2005 yılında ne olmuştu? Hürriyet gazetesinde yer alan bir haberde (Topbaş: İstiklal Caddesi’ndeki ağaçlar gidecek çiçek ekilecek http://www.hurriyet.com.tr/topbas-istiklal-caddesindeki-agaclar-gidecek-cicek-ekilecek-3475719 2 kasım 2005) Kadir Topbaş, İstiklal Caddesi’nde yer alan ağaçların neden sökülmesi gerektiğini açıklıyor. Bu açıklamaya baktığımızda ilk problem olarak, ağaçların 1995 yılında ilk dikildiği zaman, ne araç giriş çıkışlarının düşünüldüğünü ne de ağaçlar için gerekli altyapının sağlandığını anlıyoruz. Yeni belediyecilik anlayışıyla bu problemler çözülmek yerine yıllar içinde büyüyen, serpilen, bordürleri kaldıracak kadar köklenebilen bu ağaçlar sökülüp atılıyor. Yerine önerilen ise daha da acıklı, bina cephelerine yerleştirilen saksılar. Çünkü yeşil bizim için bir süs, dekoratif bir nesne. Ama erişilmemesi de gerekli aynı zamanda. Ya yüksek bir yere koyulmalı ya da çevresi dikenli tellerle çevrilmeli. Neden? Çünkü nedense, her bulduğu yeşillikte piknik yapan, her tatilde, haftasonunda konvoy konvoy kendisini ağaca, yeşile, mangala, pikniğe atan bizim gibi bir toplum, şehir hayatının içinde bir ağaç görür görmez dibine çöp atmak, dalını yaprağını koparmak, gövdesini kazımak ihtiyacından kendini alamıyor.

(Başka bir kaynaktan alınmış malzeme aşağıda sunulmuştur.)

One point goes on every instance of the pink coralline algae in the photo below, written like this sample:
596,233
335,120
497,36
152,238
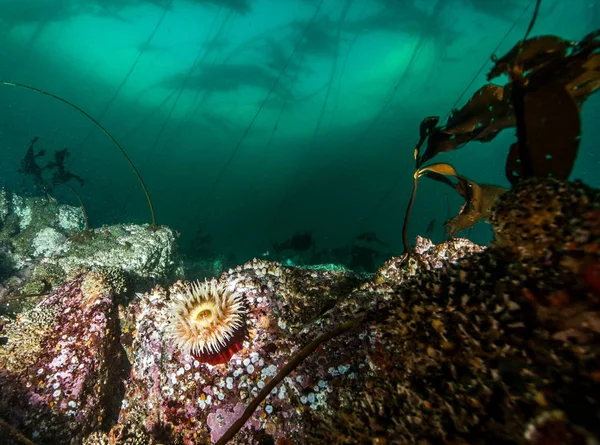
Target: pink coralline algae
496,345
60,367
220,421
183,399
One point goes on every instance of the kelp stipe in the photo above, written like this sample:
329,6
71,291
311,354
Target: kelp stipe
104,130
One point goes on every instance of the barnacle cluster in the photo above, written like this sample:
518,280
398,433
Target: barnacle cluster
547,216
205,318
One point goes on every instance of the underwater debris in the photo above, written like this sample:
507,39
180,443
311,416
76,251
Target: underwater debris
371,237
104,130
62,175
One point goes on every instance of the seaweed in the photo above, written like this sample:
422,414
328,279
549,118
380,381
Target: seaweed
549,80
104,130
29,166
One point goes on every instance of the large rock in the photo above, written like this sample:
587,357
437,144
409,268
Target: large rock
61,363
452,344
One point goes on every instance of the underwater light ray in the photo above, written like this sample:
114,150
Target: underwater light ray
196,104
331,77
99,125
393,185
136,61
131,69
487,60
223,170
195,63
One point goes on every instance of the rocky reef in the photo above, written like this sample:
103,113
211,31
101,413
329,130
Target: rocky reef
43,244
453,343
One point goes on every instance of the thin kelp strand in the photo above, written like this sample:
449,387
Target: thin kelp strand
104,130
298,358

Az önce bahsettiğimiz tartışmaya ve sorduğumuz sorulara geri dönelim o halde;
“zaten İstikal Caddesi’nin ağaçları niteliksizdi”
Bir ağacın nitelikli olup olmadığını tartışabilmek için hangi verileri kullanmak gerekir pek emin değilim. Fakat Kadir Topbaş’ın 2005 yılında yaptığı açıklamayı incelemek bile kesilen ağaçların nitelikleri hakkında bizi aydınlatabilir. Bunlar 10 yıldır dikildiği yerde kurumamış, kurumayı bırakın iyice yerleşip serpilmiş ağaçlar. O kadar ki kökleri bordürleri kaldırıyor, caddeden geçen taşıma kamyonlarına dalları ve yapraklarıyla “engel” teşkil edebiliyorlardı. Yayaları yağmurdan, güneşten ve rüzgardan koruyabiliyorlardı. O halde meselenin esası nitelik değil.

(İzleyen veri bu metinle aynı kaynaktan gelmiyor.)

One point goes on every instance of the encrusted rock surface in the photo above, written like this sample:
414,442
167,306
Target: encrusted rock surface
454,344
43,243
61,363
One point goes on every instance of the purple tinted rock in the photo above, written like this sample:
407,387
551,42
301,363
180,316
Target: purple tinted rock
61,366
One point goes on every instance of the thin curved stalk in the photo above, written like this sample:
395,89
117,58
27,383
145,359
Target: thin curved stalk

“zaten İstiklal Caddesi’nin tarihinde ağaç da yok”
Burada aslında koruma kavramını tartışma niyetinde değilim, hatta bazen bu kavramı Türkiye’de tartışmanın anlamsız olduğunu bile düşünmeye başlıyorum, arkama bakmadan koşa koşa kaçmak istiyorum. O yüzden İstiklal Caddesi’nin tarihinde AVM de olmadığını hatırlatarak bu kısmı kısa kesmek niyetindeyim.

“zaten o ağaçların altları çöp sepeti niyetine kullanılıyordu”
Eğer bir ağacın altı çöp sepeti olarak kullanılıyorsa elbette suç buna müsade eden ağacındır. Yoksa bizler kent yaşamını yeterince anlayamamış, adapte olamamış değiliz. Maalesef kentsel mekanını o kadar kendimizin görmüyoruz, kamusal mekanın aslında hepimizin ortak malı olduğundan o kadar bihaberiz ki kendi alanımızı koruma gereği de duymuyoruz haliyle.

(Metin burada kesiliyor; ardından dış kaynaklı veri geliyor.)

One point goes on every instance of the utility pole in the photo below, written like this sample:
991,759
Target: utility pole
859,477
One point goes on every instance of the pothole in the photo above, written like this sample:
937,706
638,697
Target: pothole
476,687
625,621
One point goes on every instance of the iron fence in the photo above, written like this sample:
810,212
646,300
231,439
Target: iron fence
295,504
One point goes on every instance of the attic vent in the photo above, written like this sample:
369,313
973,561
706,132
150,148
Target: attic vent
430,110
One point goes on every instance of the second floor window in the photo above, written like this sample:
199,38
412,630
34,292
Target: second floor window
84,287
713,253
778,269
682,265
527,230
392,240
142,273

“ağaçla uğraşacağınıza önce altyapı sorunlarını çözün”
Burada biraz uzun soluklanmak istiyorum. Ben, İstaiklal Caddesi’nin gerçek sorununun asla salt altyapısal olduğunu düşünmüyorum. Hatta belki de hiçbir kamusal mekanın problemi sadece altyapısal değildir. Elbette İstiklal Caddesi’nin belki tonlarca altyapısal ve üstyapısal sorunu var, o ayrı. Fakat ne kadar bir kamusal mekanı altyapı ve üstyapısal unsurların oluşturduğunu düşünsek de -ki fiziki olarak bu son derece doğru- aslında bir kamusal mekanı insan oluşturur. Orada yaşayan, nefes alan, geçip giden, durup bakan, çömelip soluklanan, çocuğuna oyun oynatan..vs insan. Jane Jacobs’u hatırlarsak, bir kamusal mekanın hayatına devam edebilmesine veya terk edilmesine sebep olan en önemli etmen her zaman insandır. Biz mimarlar ve plancılar ne kadar mükemmel mekanlar tasarladığımızı düşünsek de hayat her mekanı insanla sınar. Ondandır kamusal mekan dediğimiz şeyin fiziksel bir şeyden çok kültürel ve sosyal bir şey olması.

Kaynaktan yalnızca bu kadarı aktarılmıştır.